Interview du chef de projet Grand Hamster : Julien Eidenschenck

Grand hamster d'Alsace près de son terrier Philippe Massit

La plaine d’Alsace abrite l’une des espèces de mammifère les plus menacées de France : le Grand hamster (ou hamster commun). Encore très répandu en Alsace (seule région française de présence de l’espèce) jusqu’au début des années 70, comptant alors plus d’un million d’individus, ce rongeur ne compte plus que quelques centaines de représentants aujourd’hui.

Grâce à cet interview de Julien Eidenschenck, chef de projet du programme de sauvegarde, nous vous proposons de découvrir les détails de la conservation d’une espèce !

Ce que vous allez apprendre

  • Comment s’est déroulé et se déroule encore le programme de sauvegarde
  • Quelle place pourrait avoir le programme de sauvegarde du Grand hamster
  • Quels sont les dangers qui pèsent actuellement sur le Grand hamster

Le Grand hamster d’Alsace

Grand hamster d'Alsace descendant dans son terrier Philippe Massit

On retrouve le Grand hamster dans une quinzaine de communes alsaciennes, contre plus de 300 communes en 1972, réparties dans trois secteurs.

Il y a 40 ans, dans notre pays, le Grand hamster vivait dans une relative indifférence à l’exception des agriculteurs d’Alsace qui le combattaient légalement en raison d’importants dommages aux cultures. Aujourd’hui, une partie des enfants et petits-enfants de ces exploitants agricoles questionnent leurs pratiques culturales pour chercher à préserver les dernières populations d’une espèce qui pourrait devenir un emblème de l’Alsace.

L’artificialisation du milieu de vie du Grand hamster est un autre facteur à l’origine de son déclin.

Sa préservation fait l’objet d’un Plan national d’actions (PNA) et d’un projet LIFE ALISTER (cofinancé par l’Union Européenne) portés respectivement par l’Etat et la Région Grand Est, associant les mondes associatif et agricole, ainsi que des organismes publics de développement et de recherche.

  1. Cela fait désormais près d’une dizaine d’années que vous êtes en charge de la mission Hamster à l’ONCFS (Office National de la Chasse et de la Faune Sauvage). De PNA (Plan National d’Actions) en LIFE+, qu’est-ce qui a vraiment changé dans la prise en charge de la conservation du Grand hamster d’Alsace depuis ses débuts ?
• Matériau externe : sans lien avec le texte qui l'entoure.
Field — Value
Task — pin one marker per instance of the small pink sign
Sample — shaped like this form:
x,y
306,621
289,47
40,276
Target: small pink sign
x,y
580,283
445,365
    Relâché de grand hamster d'Alsace Philippe Massit / ONCFS

    Aujourd’hui, il est devenu possible d’aborder cette espèce et les enjeux de sa préservation devant plusieurs dizaines d’agriculteurs venus spécialement en réunion pour traiter ce sujet. Ceci n’aurait pas été envisageable voici seulement 10 ans.

    La décennie 1996-2006 avait été dédiée à l’acceptation de l’espèce par le monde agricole et par le lancement d’études de terrain, en partenariat avec les pays voisins (Allemagne, Pays-Bas et Autriche principalement).

    Mais c’est l’initiation d’un contentieux européen en 2007, sous l’impulsion d’une association alsacienne de préservation de l’environnement, qui a conduit la profession agricole à s’engager à préserver le Grand hamster.

    En 2008, en tant qu’opérateur du projet agro-environnemental hamster (stratégie de restauration de l’habitat), l’ONCFS a accompagné le passage d’une préservation reposant sur des contrats agricoles individuels à un dispositif de gestion collective de l’assolement agricole (MAE collective hamster).

    Depuis 2013, les 150 agriculteurs engagés dans le programme, adhérents à l’association « Agriculteurs et Faune Sauvage d’Alsace », intègrent peu à peu l’enjeu hamster dans leurs modes de culture.

    Depuis 2014, une coopérative d’utilisation de matériel en commun (CUMA de la Plaine) a été créée pour acheter du matériel agricole spécifique dédié à faire évoluer les pratiques agricoles pour les rendre plus favorables à l’espèce. Une quinzaine d’agriculteurs y sont engagés.

  2. Julien Eidenschenck

    Portrait de Julien Eidenschenck Julien Eidenschenck

    Julien Eidenschenck est un ingénieur des travaux spécialisé en agriculture et environnement.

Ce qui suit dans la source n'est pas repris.